Governance Advisor to the President of Afghanistan
- Incumbent
- Assumed office 2012

Personal details
- Born: 9 January 1955 (age 71) Barikot, Kabul, Afghanistan
- Party: Afghan Mellat
- Alma mater: Faculty of Law, Kabul University, 1978

= Ghulam Jilani Popal =

Ghulam Jelani Popal (born 9 January 1955), commonly known as Jelani Popal, is an Afghan politician and civil servant. He was appointed governance advisor to the President of Afghanistan in 2012. From September 2007 to December 2010 he served as the first Director General of the Independent Directorate of Local Governance (IDLG) in Afghanistan. Between 2003 and 2005, following the collapse of the Taliban regime and the establishment of the new Afghan government, Popal served as deputy minister for customs and revenue in the Ministry of Finance.

== Early life ==
Popal was born in the Barikot neighborhood of Kabul, Afghanistan, where his forefathers settled during the reign of Timur Shah Abdali when the Afghan capital was moved from Kandahar to Kabul. He attended Habibia High School and graduated from the Faculty of Law at Kabul University in 1978.

==Career==
Between 1982 and 1989, Popal worked in Pakistan as a program officer for the Salvation Army Refugee Assistance Program.
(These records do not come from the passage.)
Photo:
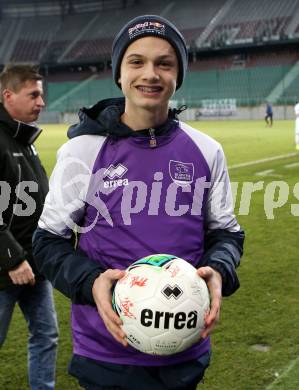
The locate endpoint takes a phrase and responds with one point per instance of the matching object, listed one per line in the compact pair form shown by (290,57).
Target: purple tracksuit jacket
(128,196)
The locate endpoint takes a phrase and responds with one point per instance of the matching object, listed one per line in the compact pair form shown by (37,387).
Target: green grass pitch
(255,345)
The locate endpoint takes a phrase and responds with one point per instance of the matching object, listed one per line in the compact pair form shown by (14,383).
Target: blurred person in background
(109,164)
(296,109)
(24,185)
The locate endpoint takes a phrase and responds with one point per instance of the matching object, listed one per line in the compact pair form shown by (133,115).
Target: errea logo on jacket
(115,174)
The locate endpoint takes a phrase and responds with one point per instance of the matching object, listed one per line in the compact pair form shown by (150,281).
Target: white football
(162,303)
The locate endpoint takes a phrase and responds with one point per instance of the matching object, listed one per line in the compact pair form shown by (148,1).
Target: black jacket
(24,185)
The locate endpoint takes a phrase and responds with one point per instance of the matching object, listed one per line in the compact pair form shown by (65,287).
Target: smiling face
(25,104)
(148,76)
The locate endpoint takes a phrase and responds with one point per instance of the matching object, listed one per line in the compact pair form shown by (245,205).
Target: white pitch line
(284,373)
(255,162)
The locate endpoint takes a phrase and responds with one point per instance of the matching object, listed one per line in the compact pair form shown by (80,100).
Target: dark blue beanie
(149,25)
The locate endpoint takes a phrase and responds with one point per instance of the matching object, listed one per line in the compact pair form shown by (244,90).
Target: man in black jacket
(24,186)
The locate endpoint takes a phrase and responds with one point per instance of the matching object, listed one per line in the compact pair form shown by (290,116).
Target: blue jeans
(37,306)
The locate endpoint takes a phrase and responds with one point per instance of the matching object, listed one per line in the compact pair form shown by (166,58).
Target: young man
(133,181)
(296,110)
(24,186)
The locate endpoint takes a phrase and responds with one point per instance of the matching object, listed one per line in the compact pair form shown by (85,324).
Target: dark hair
(14,76)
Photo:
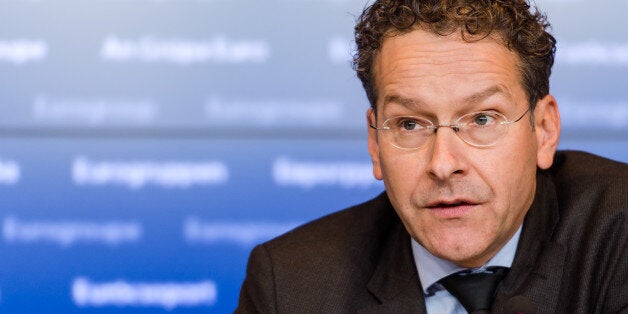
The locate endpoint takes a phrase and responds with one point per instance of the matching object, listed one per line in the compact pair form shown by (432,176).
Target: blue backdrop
(147,145)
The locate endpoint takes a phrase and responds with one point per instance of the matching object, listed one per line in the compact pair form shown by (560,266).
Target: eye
(409,125)
(483,119)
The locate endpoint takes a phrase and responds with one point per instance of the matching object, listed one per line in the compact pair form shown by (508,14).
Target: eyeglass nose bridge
(455,127)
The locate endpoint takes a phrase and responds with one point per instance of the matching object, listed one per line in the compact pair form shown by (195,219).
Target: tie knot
(475,290)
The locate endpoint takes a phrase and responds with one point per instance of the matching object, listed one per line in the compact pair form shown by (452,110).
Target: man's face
(462,203)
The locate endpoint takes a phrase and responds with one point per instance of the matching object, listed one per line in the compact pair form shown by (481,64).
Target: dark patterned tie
(475,291)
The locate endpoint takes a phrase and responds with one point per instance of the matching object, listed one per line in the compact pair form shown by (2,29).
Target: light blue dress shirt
(431,269)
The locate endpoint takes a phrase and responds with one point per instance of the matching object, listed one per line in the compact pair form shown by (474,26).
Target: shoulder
(322,266)
(585,181)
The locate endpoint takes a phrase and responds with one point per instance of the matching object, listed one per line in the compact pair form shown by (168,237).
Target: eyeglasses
(479,129)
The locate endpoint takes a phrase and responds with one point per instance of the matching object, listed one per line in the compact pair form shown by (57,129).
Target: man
(463,132)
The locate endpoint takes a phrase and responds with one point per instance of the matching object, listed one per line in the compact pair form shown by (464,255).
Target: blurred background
(147,145)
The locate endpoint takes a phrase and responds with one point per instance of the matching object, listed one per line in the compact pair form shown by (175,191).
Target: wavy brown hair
(511,21)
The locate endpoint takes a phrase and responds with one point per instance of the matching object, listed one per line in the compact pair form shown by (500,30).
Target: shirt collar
(432,269)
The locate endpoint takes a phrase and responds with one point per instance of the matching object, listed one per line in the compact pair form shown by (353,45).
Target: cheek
(401,172)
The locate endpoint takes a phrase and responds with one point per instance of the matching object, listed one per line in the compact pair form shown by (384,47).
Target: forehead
(444,69)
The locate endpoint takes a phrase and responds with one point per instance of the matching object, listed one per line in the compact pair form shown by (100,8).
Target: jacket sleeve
(257,294)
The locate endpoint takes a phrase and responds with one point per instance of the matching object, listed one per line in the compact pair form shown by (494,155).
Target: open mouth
(450,204)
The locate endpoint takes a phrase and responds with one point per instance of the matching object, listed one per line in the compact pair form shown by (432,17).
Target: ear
(547,129)
(372,141)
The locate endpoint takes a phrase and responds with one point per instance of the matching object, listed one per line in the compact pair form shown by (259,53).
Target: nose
(447,159)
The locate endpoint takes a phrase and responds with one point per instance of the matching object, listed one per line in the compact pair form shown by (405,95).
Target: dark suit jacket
(571,257)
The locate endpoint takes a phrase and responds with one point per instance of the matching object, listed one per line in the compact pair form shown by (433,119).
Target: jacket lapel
(533,283)
(395,282)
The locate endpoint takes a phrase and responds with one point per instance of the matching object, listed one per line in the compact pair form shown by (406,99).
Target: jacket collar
(395,282)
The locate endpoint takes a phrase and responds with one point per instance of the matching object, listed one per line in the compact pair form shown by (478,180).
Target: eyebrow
(473,99)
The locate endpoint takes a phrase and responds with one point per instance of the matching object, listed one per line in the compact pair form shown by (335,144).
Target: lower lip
(450,212)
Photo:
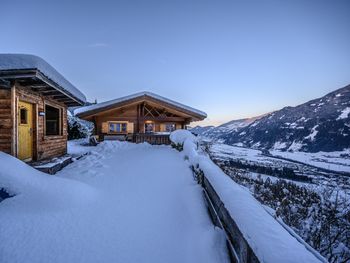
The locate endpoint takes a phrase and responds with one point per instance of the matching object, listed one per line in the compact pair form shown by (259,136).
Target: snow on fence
(255,235)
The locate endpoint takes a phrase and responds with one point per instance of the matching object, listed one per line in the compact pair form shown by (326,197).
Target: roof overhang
(38,82)
(194,116)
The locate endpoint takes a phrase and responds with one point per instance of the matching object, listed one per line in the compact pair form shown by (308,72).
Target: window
(23,116)
(52,120)
(170,127)
(117,127)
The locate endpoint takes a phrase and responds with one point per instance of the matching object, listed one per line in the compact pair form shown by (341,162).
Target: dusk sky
(231,59)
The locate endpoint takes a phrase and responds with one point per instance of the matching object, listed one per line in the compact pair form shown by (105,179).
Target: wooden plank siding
(45,146)
(135,117)
(6,122)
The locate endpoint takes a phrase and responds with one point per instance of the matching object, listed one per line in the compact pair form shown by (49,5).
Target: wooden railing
(151,138)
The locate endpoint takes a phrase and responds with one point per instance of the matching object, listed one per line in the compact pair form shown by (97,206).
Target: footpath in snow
(122,203)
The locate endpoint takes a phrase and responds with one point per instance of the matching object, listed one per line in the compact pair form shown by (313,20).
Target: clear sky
(231,59)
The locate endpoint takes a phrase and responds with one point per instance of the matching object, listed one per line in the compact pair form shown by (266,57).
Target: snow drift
(269,240)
In 1990 he founded the Afghan Development Association, which he managed until 2000. He was also one of the seven founding directors of Afghan Health and Development Services (AHDS). Between 1995 and 1999 he represented Afghan civil society at the United Nations.

From 2000 to 2003, Popal worked in the United States as a senior social worker for San Joaquin County, California. After returning to Afghanistan, he served between 2003 and 2005 as deputy minister for customs and revenue in the Ministry of Finance. In September 2007, Popal was appointed the first Director General of the Independent Directorate of Local Governance (IDLG), a post he held until December 2010. In 2012, he was appointed governance advisor to the President of Afghanistan.

Popal has attended management and development courses in Europe and the United States and is fluent in English, Pashto, Dari, and Urdu.

== Political affiliation ==

Popal has been associated with the Afghan Social Democratic Party (Afghan Mellat), in which he has served as a vice president.